Currently, the Uniscribe engine only supports the "default" language for each script. However, font developers may want to build language specific features which are supported in other applications and will be supported in future Microsoft OpenType implementations.

  • NOTE: It is strongly recommended to include the "dflt" language tag in all OpenType fonts because it defines the basic script handling for a font. The "dflt" language system is used as the default if no other language specific features are defined or if the application does not support that particular language.
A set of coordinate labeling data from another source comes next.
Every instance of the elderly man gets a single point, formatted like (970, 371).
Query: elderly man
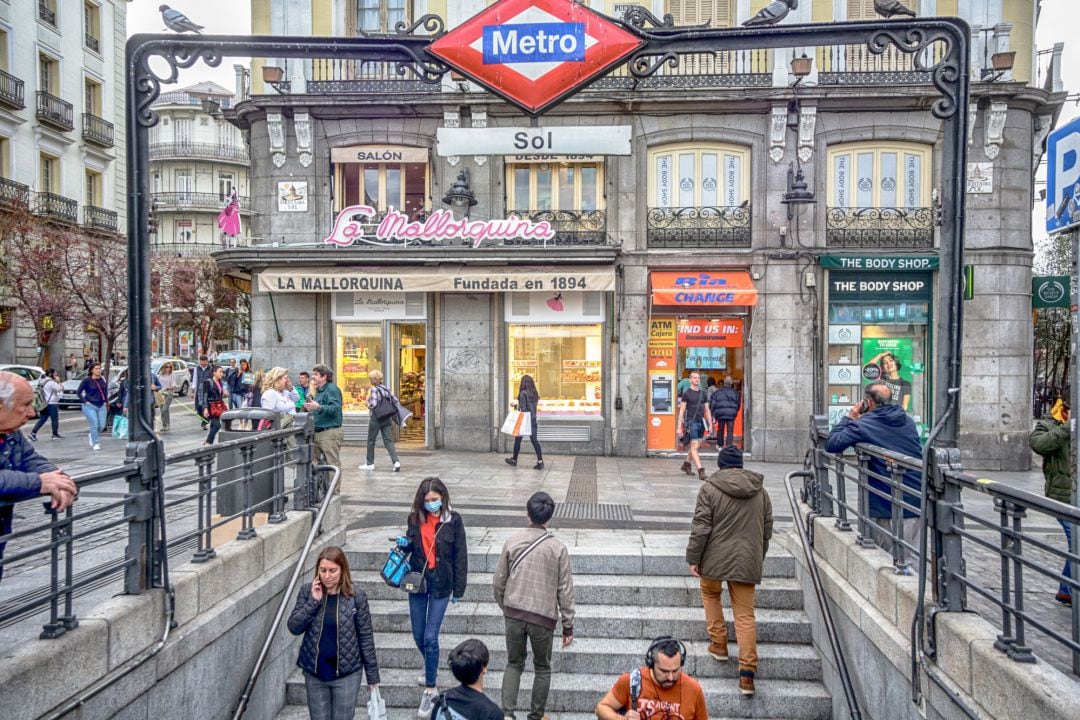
(24, 473)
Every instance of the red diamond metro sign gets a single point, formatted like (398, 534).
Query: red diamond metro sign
(535, 53)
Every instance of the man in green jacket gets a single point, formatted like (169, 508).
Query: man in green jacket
(729, 537)
(1051, 439)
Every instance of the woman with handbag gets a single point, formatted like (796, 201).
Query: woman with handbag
(439, 560)
(528, 397)
(382, 412)
(333, 615)
(212, 401)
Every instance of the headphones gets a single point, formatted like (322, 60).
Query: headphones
(650, 654)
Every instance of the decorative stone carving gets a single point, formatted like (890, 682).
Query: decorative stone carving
(995, 128)
(301, 121)
(275, 127)
(808, 120)
(778, 133)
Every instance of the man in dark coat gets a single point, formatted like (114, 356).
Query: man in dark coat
(876, 421)
(729, 537)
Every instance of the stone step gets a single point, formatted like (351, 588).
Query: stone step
(602, 621)
(667, 591)
(579, 693)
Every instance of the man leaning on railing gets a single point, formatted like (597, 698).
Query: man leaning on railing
(24, 473)
(877, 421)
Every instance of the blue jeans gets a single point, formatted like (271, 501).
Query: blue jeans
(1062, 587)
(426, 614)
(95, 417)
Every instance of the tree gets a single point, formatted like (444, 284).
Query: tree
(31, 273)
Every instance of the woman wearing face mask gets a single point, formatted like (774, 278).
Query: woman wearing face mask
(435, 541)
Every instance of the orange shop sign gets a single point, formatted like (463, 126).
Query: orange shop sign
(710, 333)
If the "dflt" tag is not present for the script being used, the font may not work in some applications.

The following tables list the registered tag names for scripts and language systems.

Registered tags for standard scripts Registered tags for standard language systems
Script tag Script Language system tag Language
"latn" Latin "dflt" *default script handling
languages with Basic Latin & Latin-1:
"DAN " Danish
"NLD " Dutch
"ENG " English
"FOS " Faroese
"FIN " Finnish
"FLE " Flemish
"DEU " German
"ISL " Icelandic
"IRI " Irish
"ITA " Italian
"NOR " Norwegian
"PTG " Portuguese
"ESP " Spanish
"SVE " Swedish
languages with Unicode Extended Latin:
"AFK " Afrikaans
"EUQ " Basque
"BRE " Breton
"CAT " Catalan
"HRV " Croatian
"CSY " Czech
"NTO " Esperanto
"ETI " Estonian
"FRA " French
"FRI " Frisian
"GRN " Greenlandic
"HUN " Hungarian
"LAT " Latin
"LVI " Latvian
"LTH " Lithuanian
"MTS " Maltese
"PLK " Polish
"PRO " Provencal
"RMS " Romansh
"ROM " Romanian
"ROY " Romany
"SKY " Slovak
"SLV " Slovenian
"LSB " Sorbian (Lower)
"USB " Sorbian (Upper)
"TRK " Turkish
"WEL " Welsh
"VIT " Vietnamese
"cyrl" Cyrillic "dflt" *default script handling
"RUS " Russian
"grek" Greek "dflt" *default script handling
"COP " Coptic
"ELL " Greek
"armn" Armenian "dflt" *default script handling
"HYE " Armenian
"geor" Georgian "dflt" *default script handling
"KAT " Georgian
"runr" Runic "dflt" *default script handling
"ogam" Ogham "dflt" *default script handling

Note: both the script and language tags are case sensitive (script tags should be lowercase, language tags are all caps) and must contain four characters (ie. you must add a space to the three character language tags).